Anggota TNI pelaku penyiraman air keras ke Andrie Yunus tidak dipecat, TAUD singgung Orde Baru

Ringkasan Berita:
- TAUD menilai putusan banding Pengadilan Militer Tinggi II Jakarta dalam kasus serangan air keras terhadap Andrie Yunus tidak mempertimbangkan dampak serius yang dialami korban, termasuk kerusakan penglihatan dan luka bakar sekitar 20 persen.
- TAUD mengkritik peradilan militer yang dinilai belum mengedepankan perlindungan korban.
- Hukuman Edi Sudarko dan Budhi Hariyanto dikurangi serta pemecatan dari TNI dibatalkan, sementara dua terdakwa lain tetap dihukum.
NEWS.COM, JAKARTA - Tim Advokasi Untuk Demokrasi (TAUD) menilai putusan banding Pengadilan Militer Tinggi II Jakarta terhadap empat anggota TNI dalam kasus serangan air keras terhadap Wakil Koordinator Kontras Andrie Yunus tidak mempertimbangkan kerugian yang dialami korban.
Andrie mengalami kerusakan pada indera penglihatan serta luka bakar pada kulit sekitar 20 persen. Kondisi tersebut dinilai semestinya menjadi pertimbangan dalam menentukan berat-ringannya hukuman terhadap para terdakwa.

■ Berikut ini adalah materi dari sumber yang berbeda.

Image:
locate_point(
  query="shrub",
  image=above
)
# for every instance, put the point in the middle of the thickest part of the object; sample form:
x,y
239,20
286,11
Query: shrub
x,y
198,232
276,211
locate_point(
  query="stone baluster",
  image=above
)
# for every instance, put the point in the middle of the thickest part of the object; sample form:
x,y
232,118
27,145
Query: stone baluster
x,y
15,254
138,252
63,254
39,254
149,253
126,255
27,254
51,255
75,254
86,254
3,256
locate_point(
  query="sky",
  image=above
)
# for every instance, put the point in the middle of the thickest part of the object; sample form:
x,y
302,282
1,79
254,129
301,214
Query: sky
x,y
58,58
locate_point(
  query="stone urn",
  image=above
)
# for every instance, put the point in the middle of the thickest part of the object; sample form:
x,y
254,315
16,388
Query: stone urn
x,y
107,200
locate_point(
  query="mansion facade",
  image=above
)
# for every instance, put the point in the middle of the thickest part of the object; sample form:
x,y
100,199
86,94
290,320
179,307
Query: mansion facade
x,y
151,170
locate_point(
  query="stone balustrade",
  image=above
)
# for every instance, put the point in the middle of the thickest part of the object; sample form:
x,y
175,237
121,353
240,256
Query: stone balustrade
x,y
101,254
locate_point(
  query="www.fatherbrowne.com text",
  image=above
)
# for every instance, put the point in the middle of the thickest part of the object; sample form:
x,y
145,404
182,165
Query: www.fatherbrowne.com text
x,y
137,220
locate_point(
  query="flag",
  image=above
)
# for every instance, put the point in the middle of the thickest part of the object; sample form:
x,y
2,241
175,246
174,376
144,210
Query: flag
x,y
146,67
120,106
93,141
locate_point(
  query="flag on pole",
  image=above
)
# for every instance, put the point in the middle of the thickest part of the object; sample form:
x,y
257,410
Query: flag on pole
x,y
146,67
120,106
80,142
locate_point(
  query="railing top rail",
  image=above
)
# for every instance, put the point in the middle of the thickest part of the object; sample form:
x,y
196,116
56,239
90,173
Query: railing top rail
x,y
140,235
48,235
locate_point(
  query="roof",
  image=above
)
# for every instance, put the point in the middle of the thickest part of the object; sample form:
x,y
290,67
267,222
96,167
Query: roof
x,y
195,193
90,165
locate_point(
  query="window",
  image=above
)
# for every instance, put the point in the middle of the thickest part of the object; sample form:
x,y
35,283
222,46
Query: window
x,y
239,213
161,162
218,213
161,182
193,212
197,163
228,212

"Peradilan militer masih menggunakan regulasi yang berlaku sejak Orde Baru dan tidak mengedepankan perspektif korban," kata Anggota TAUD, Afif Abdul Qoyim, dalam keterangannya, Sabtu (05/09/2026).
Kritik tersebut disampaikan setelah Pengadilan Militer Tinggi II Jakarta mengubah hukuman dua terdakwa dalam putusan banding yang dijatuhkan pada 20 Agustus 2026.

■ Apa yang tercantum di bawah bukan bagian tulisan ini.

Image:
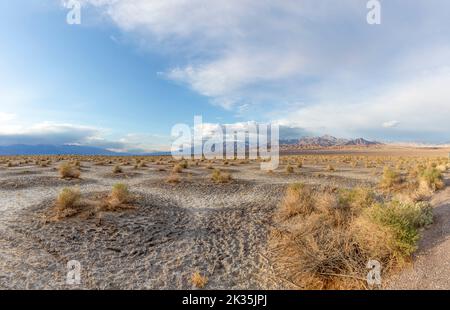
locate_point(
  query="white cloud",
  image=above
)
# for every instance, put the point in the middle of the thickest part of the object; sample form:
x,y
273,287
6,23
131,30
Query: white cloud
x,y
5,117
48,133
350,77
420,104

Sersan Dua Edi Sudarko yang pada tingkat pertama dijatuhi hukuman tiga tahun penjara dan pemecatan dari dinas militer, hukumannya dikurangi menjadi dua tahun enam bulan penjara tanpa disertai pemecatan.
Sementara Letnan Satu Budhi Hariyanto Widhi yang sebelumnya dijatuhi hukuman dua tahun enam bulan penjara dan pemecatan, hukumannya dikurangi menjadi dua tahun penjara tanpa pemecatan.
Adapun Kapten Nandala Dwi Prasetya tetap dijatuhi hukuman dua tahun penjara. Lettu Sami Lakka juga tetap dihukum satu tahun enam bulan penjara.
Tidak kedepankan perlindungan korban
TAUD menilai putusan tersebut menunjukkan peradilan militer belum mengedepankan prinsip perlindungan korban dalam proses pemidanaan.
Menurut mereka, perubahan putusan pada tingkat banding justru memperlihatkan konstruksi pemidanaan yang lebih menguntungkan terdakwa.
"Sementara proses persidangannya berlangsung tertutup dan berpotensi mengabaikan atau memilah bukti serta fakta yang relevan," tutur Afif.
Persoalan tersebut dirasa semakin menunjukkan pentingnya reformasi pengadilan militer.
"Agar sejalan dengan perkembangan hukum pidana modern, prinsip perlindungan korban, serta standar peradilan yang berkeadilan," lanjut Afif.
TAUD juga mendesak agar korban dan warga sipil memperoleh akses terhadap keadilan, perlindungan hukum, serta pemulihan yang efektif tanpa diskriminasi berdasarkan status, jabatan, maupun institusi pelaku.
Disiram Air Keras
Peristiwa penyiraman air keras terhadap Wakil Koordinator KontraS, Andrie Yunus, terjadi pada Kamis malam, 12 Maret 2026, sekitar pukul 23.37 WIB di Jalan Salemba I, Senen, Jakarta Pusat.
Persoalan bermula setahun sebelum penyerangan, tepatnya pada 16 Maret 2025.
Saat itu, Andrie Yunus mendatangi rapat revisi Undang-Undang TNI di Hotel Fairmont, Jakarta untuk memaksa masuk dan melakukan interupsi.
Di persidangan empat prajurit TNI dari Badan Intelijen Strategis (BAIS) TNI—yaitu Serda Edi Sudarko, Lettu Budhi Hariyanto, Kapten Nandala Dwi Prasetyo, dan Lettu Sami Lakka—merasa tersinggung.
Mereka menilai tindakan Andrie telah melecehkan dan menginjak-injak institusi TNI, sehingga merencanakan aksi untuk memberikan "efek jera".